## Line Chart: Best-of-N accuracy with different models
### Overview
The chart compares the accuracy of three AI models (InternVL-2.5-8B-MPO, GPT-4.1-mini, and o4-mini) across different numbers of selected Chain-of-Thought (CoT) steps (k=2,4,6,8). Accuracy is measured in percentage, with distinct performance trends observed for each model.
### Components/Axes
- **X-axis**: Number of selected CoTs (k) - Discrete values at 2, 4, 6, 8
- **Y-axis**: Accuracy (%) - Continuous scale from 65% to 85%
- **Legend**: Located in bottom-left quadrant
- Blue circles: InternVL-2.5-8B-MPO
- Red squares: GPT-4.1-mini (4-14-25)
- Green crosses: o4-mini (4-16-25)
- **Dashed reference line**: Green dashed line at 80.5% accuracy
### Detailed Analysis
1. **InternVL-2.5-8B-MPO** (Blue line):
- Accuracy increases from 65.2% (k=2) to 68.5% (k=8)
- Linear upward trend with consistent slope
- Data points: (2,65.2), (4,66.8), (6,67.6), (8,68.5)
2. **GPT-4.1-mini** (Red line):
- Accuracy rises from 72.1% (k=2) to 74.5% (k=8)
- Steeper slope than InternVL, with sharper increases at k=4 and k=6
- Data points: (2,72.1), (4,73.2), (6,73.8), (8,74.5)
3. **o4-mini** (Green line):
- Highest performance across all k values
- Accuracy starts at 81.5% (k=2) and reaches 85.2% (k=8)
- Slightly concave upward curve with diminishing returns
- Data points: (2,81.5), (4,82.3), (6,84.1), (8,85.2)
### Key Observations
- All models show improved accuracy with more CoT steps
- o4-mini maintains >10% accuracy advantage over GPT-4.1-mini
- Green dashed line at 80.5% intersects o4-mini's performance at k=2
- InternVL-2.5-8B-MPO shows the most gradual improvement curve
- GPT-4.1-mini demonstrates strongest performance gains between k=2→4 and k=4→6
### Interpretation
The data suggests that increasing CoT steps improves model performance across all architectures, with o4-mini demonstrating superior base capabilities and scalability.
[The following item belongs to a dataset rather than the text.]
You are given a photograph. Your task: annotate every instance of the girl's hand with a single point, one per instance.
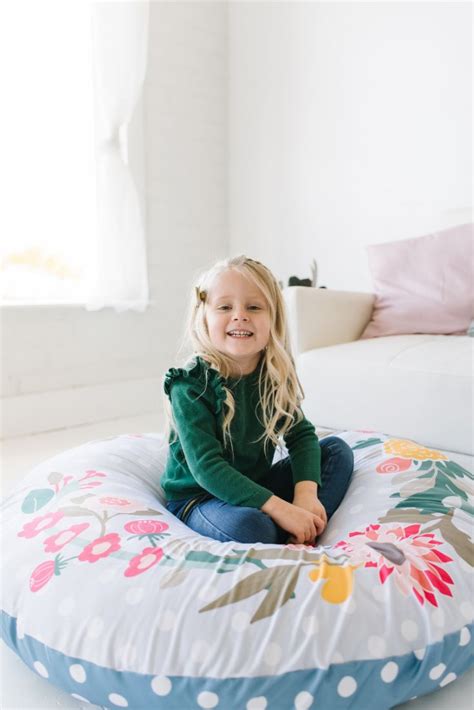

The green dashed line at 80.5% appears to represent a performance threshold, which o4-mini exceeds even at minimal CoT steps (k=2). The InternVL model shows the most linear improvement pattern, suggesting more predictable scaling with CoT expansion. The GPT-4.1-mini's sharper mid-range gains indicate potential optimization opportunities in its CoT implementation. These results highlight the importance of CoT step selection in model performance optimization, with o4-mini emerging as the most efficient architecture for this task.